La demande, nouvelle force de coordination
Les engagements volontaires sont nécessaires mais insuffisants. Le vrai levier réside dans la transformation de l’ambition du côté de la demande en termes contractuels contraignants.
La Stratégie africaine des minéraux verts 2025 de l’Union africaine illustre ce virage. Elle lie l’accès à des minéraux critiques tels que le cobalt, le manganèse et le graphite à des processus de traitement et d’ajout de valeur domestiques. Plutôt que d’imposer des interdictions générales d’exportation, la stratégie décrit des voies nationales de valorisation.
Ces mesures n’isolent pas les marchés, elles réorganisent les conditions d’accès.
Construire avec des outils imparfaits
La transition énergétique mondiale n’est plus limitée par le manque de technologie ou d’ambition. Son défi déterminant est la coordination à travers les frontières, les marchés et les institutions qui n’ont jamais été conçus pour évoluer à la même vitesse.
À mesure que les politiques divergent et que les capitaux se concentrent, le risque n’est pas que la décarbonation ralentisse partout, mais qu’elle s’accélère de façon inégale. Dans un tel monde, l’énergie propre devient moins chère et plus sûre dans certaines régions, tout en restant rare et coûteuse dans d’autres, verrouillant de nouvelles formes d’inégalité au nom de l’action climatique.
Le résultat sera façonné moins par les déclarations des sommets que par des décisions inscrites dans les contrats, les structures de financement et les normes techniques.

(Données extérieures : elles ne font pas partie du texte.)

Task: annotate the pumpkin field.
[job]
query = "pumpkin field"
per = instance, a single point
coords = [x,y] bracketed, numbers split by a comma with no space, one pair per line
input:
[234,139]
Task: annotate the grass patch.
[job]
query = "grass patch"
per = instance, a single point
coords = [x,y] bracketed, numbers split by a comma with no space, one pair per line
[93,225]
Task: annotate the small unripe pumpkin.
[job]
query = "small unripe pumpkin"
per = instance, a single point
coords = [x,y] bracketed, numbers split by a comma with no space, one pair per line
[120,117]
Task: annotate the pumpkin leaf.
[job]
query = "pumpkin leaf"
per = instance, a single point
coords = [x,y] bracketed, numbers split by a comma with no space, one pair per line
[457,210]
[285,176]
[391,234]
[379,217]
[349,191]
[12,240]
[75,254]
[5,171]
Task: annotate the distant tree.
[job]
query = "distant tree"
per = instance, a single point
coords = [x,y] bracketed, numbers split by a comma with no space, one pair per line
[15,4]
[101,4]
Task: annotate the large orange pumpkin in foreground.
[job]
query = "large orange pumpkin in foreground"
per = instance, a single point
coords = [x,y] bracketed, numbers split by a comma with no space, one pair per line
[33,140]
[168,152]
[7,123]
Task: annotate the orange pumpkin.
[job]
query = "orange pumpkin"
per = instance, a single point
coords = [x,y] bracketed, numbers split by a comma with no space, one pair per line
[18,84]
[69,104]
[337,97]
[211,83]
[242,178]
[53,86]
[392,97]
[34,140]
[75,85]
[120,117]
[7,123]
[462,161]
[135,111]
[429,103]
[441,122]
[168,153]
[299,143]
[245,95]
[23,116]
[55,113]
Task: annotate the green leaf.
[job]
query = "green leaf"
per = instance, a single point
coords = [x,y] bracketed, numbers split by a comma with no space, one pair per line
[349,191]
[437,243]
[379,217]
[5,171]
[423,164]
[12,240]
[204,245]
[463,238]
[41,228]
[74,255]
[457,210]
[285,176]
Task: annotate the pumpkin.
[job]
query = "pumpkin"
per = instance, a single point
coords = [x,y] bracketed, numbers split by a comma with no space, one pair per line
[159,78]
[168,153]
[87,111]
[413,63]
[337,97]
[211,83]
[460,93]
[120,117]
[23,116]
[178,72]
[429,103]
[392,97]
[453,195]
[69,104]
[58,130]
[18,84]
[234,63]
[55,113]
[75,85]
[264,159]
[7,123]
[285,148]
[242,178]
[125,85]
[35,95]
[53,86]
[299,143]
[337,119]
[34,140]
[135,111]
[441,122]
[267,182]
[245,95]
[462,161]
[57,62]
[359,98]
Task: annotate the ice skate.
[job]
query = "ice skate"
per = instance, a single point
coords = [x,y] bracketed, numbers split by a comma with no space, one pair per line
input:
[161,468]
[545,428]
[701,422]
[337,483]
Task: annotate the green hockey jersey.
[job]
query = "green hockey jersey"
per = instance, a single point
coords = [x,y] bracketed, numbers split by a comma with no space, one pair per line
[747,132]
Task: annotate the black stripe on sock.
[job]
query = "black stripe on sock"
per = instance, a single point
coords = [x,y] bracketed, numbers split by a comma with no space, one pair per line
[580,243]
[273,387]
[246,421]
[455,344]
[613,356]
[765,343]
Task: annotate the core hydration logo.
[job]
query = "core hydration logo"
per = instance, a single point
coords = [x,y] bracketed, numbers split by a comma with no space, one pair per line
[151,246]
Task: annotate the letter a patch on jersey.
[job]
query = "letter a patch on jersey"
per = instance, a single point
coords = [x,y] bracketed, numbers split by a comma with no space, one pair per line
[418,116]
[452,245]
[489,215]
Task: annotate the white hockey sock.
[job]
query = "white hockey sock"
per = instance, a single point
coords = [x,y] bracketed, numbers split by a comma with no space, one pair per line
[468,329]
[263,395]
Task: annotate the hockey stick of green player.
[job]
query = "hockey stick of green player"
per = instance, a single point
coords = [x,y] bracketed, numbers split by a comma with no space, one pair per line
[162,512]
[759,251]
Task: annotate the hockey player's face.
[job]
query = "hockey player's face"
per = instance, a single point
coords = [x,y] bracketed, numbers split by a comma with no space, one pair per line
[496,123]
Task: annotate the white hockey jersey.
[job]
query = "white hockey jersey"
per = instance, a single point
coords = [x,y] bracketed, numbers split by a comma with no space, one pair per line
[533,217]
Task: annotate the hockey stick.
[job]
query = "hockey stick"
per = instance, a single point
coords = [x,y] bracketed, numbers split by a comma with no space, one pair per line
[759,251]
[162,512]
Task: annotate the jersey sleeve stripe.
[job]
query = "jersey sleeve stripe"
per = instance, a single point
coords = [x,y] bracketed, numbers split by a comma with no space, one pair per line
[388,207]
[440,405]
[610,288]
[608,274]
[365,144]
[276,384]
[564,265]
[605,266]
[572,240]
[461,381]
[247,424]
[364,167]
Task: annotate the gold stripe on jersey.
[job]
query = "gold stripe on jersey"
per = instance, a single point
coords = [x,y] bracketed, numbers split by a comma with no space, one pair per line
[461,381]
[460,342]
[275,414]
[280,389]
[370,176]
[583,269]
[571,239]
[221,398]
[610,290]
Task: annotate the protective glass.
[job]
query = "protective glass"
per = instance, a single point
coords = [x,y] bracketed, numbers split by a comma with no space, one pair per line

Ces choix, souvent invisibles et rarement discutés, déterminent qui peut participer à la transition et selon quelles conditions.
Si la transition énergétique finit par réduire les fractures mondiales ou les approfondir dépendra de la manière dont ces systèmes seront alignés de façon plus délibérée. Cette question est déjà en train d’être répondue, discrètement et progressivement, dans les salles de conseil, les ministères et les sites de projets du monde entier.